The International Organization of Securities Commissions has outlined good practices for the termination of investment strategies including commodity, real estate and hedge funds.
The organization, known as IOSCO, published Thursday a set of 14 good practices related to the voluntary termination of open-end and closed-end investment strategies, in an effort to protect investors' interests during the termination process.
The report highlights the importance of adopting termination procedures that take into account investor protection issues. “The decision to terminate an investment fund can have a significant impact on investors in terms of the cost associated with such an action or the ability of investors to redeem their holdings during the termination process,” said the report.
Legislation at a national level already addresses involuntary terminations such as those caused by insolvency. “Voluntary terminations typically occur because an investment fund, although still solvent, is no longer economically viable or can no longer serve its intended objectives,” said the report.
"IOSCO Report on Good Practices for the Termination of Investment Funds" is applicable to institutional and retail strategies. “Illiquid or hard to value securities can have a direct impact on the voluntary termination of investment funds, particularly for funds established as commodity funds, real estate funds or hedge funds,” said the report. “This report sets out additional good practices specific to the termination of these types of investment funds.”

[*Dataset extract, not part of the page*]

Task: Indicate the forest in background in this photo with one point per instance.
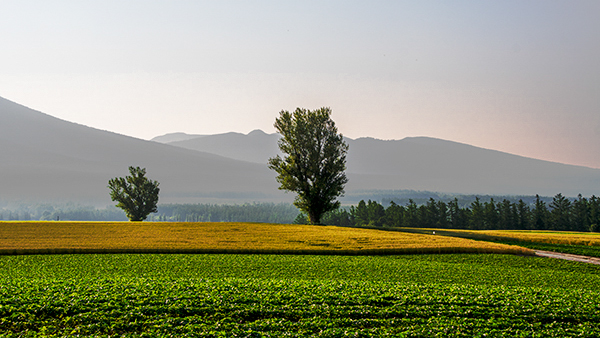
(395, 209)
(561, 213)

The 14 good practices are split under five categories: disclosure at time of investment, decision to terminate, decision to merge, during the termination process and specific types of investment funds.
A separate publication by IOSCO, also Thursday, said global hedge funds have enough of a liquidity buffer to meet investor redemptions under normal market conditions.

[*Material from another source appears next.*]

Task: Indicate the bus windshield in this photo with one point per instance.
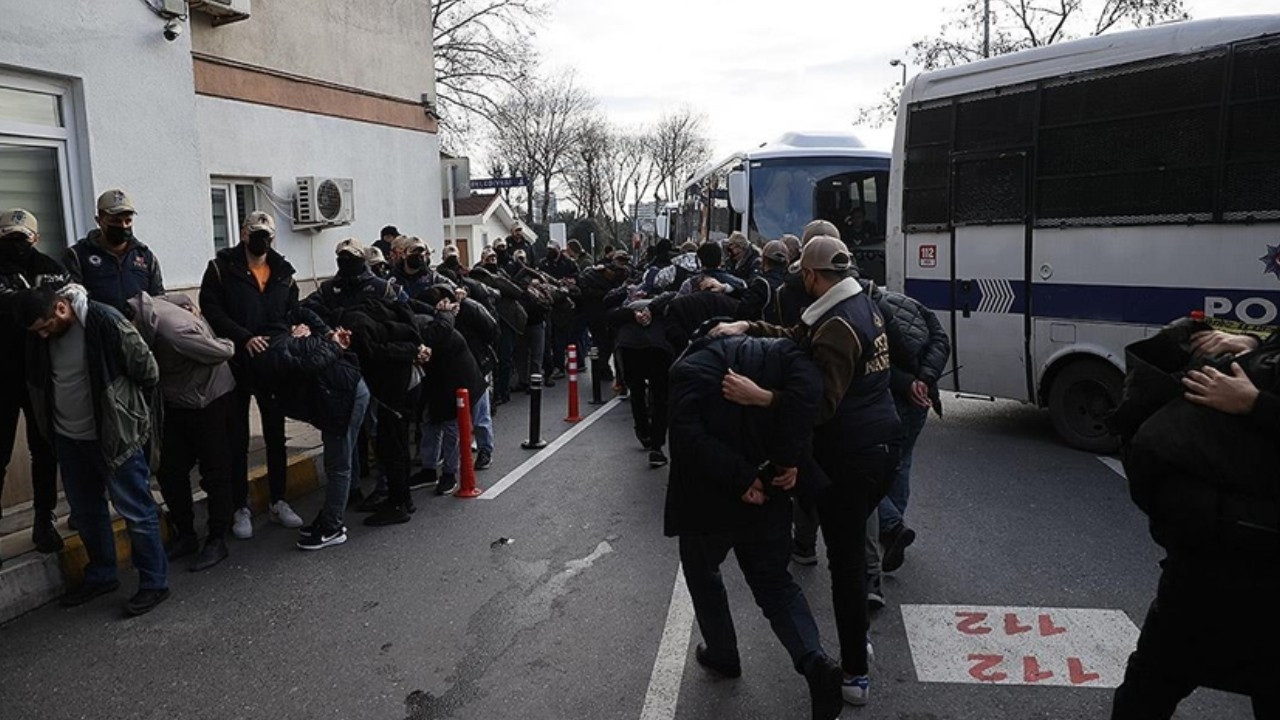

“Report on the Fourth IOSCO Hedge Fund Survey” provides regulators with insights into the industry and the potential systemic risks hedge funds may pose to the international financial system.
The report is based on data as of Sept. 30, 2016 and updates the previous survey of two years ago.
Global assets under management of hedge funds rose 24% to $3.2 trillion over the period, covering data from 1,971 qualifying funds.
The survey also found that equity long/short was the most widely used investment strategy, followed by global macro and fixed-income arbitrage.
IOSCO is recognized as the global standard setter for securities regulation. Its membership regulates more than 95% of the world's securities markets across more than 115 jurisdictions.